As if according to the recipe of DONTNOD and in this game was not without superpowers. Two years of torment and a bleeding heart have caused Sam to have an acute childhood mental disorder, so that he sometimes sees his alter ego, which gives valuable advice and offers a way out of difficult situations. This best version of Sam is neat, always with a fashionable hairstyle, expensive glasses and as cold-blooded as possible.
Using the method of deduction, Higgs can also dive into the halls of his own mind and recreate a picture of a crime or recent events. It is by applying the doppelganger's advice, communicating with the locals and "withdrawing into himself" that the hero must unravel the chain of mysterious crimes and find Nick's killer.
The game itself uses the familiar DONTNOD adventure formula with choices of dialogue options during conversations that slightly affect the plot, and exploring the environment with clues to dive into the mind and recreate events of the past or simulate the future. And here the adventure machine of developers fails.

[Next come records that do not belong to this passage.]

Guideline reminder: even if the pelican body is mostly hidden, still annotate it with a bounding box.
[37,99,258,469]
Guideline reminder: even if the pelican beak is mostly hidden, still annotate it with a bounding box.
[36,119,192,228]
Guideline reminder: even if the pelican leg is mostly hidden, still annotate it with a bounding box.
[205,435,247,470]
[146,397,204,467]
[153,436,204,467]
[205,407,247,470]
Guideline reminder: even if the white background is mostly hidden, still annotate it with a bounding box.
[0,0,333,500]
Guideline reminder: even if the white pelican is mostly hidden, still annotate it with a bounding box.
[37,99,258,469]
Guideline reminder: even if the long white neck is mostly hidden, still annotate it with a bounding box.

Although you are shown the status of the investigation in the upper corner, you spend most of your time doing pixel hunting, combing every inch of the surrounding space in search of this or that clue. Moreover, even after simulating the situation and drawing conclusions, the hero behaves strangely. For example, after learning that Nick's laptop was taken from the editorial office, he does not rush to his home for information, but rushes to the scene of the accident. In other places, the authors come up with just idiotic reasons for not letting you go to a certain character - for example, forcing you to set fire to a drug camp as a distraction. At the same time, Anna, who acts as the second main character, reacts to Sam's tricks very restrained and not too realistic. For most of the game, she is like an empty doll with whom Higgs conducts his mental dialogue.

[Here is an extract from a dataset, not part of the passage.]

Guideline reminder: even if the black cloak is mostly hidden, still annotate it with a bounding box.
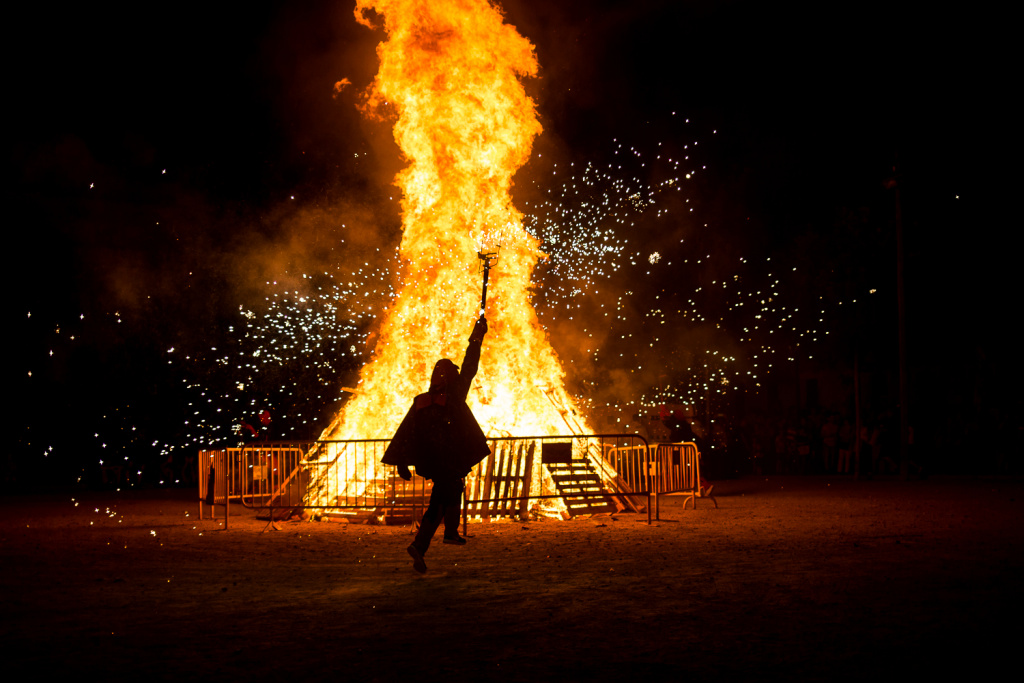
[381,340,490,480]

The hero himself does not evoke sympathy or empathy – he is selfish, devoid of compassion and loves only himself. And positive at first glance, Nick's daughter is a complete copy of him. And the game does not use this in any way for any moral choices or conclusions. It seems that the plot was strongly adjusted to the release date, as a result of which Twin Mirror did not come out as it was originally intended.

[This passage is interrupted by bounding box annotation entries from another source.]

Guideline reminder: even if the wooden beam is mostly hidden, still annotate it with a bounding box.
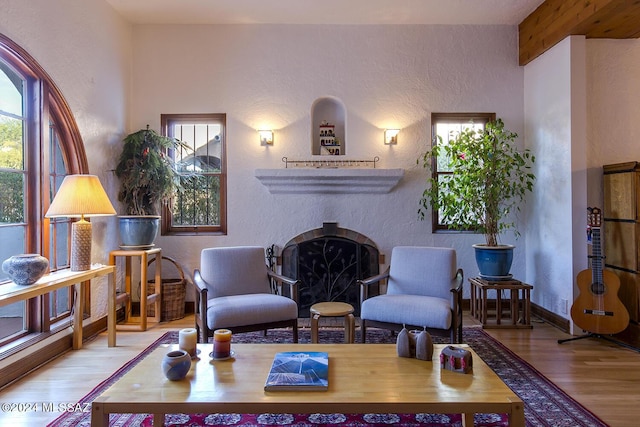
[518,0,640,65]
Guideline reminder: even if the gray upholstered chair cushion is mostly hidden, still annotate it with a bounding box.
[207,294,298,330]
[194,246,298,342]
[360,246,462,342]
[200,246,271,299]
[387,246,457,301]
[360,294,451,329]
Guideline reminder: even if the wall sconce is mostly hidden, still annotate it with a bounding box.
[384,129,400,145]
[258,130,273,145]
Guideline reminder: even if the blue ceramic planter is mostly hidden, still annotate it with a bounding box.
[473,245,514,280]
[118,215,160,248]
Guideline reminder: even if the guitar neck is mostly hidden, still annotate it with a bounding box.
[590,227,604,283]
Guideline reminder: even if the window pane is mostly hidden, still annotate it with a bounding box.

However, in itself, Twin Mirror is not the worst detective with interesting finds. However, the authors sometimes force you to take part in QTE sessions, where you have to run through the right mirrors or click on the right figure of a character approaching you. These fragments look contrived, annoying, and unnecessary.
Graphically, Twin Mirror looks a little worse than Tell Me Why, but the characters and facial animation are well developed, although the characters could use more realistic movements. The environment looks different – somewhere the design pulls the visual image. As for the Russian translation with subtitles, it is often incorrect, often changes the meaning of the spoken phrase, although it conveys the general meaning of the story with slight distortions.
Twin Mirror is a good detective adventure with a weak protagonist, strange design decisions and pixel hunting. However, playing in Twin Mirror is much more interesting than in Life is Strange 2, which too much smeared the political agenda and stomped in one place. And here, in addition to the black independent heroine, who fits perfectly into the overall plot, there were practically no liberal moralizing.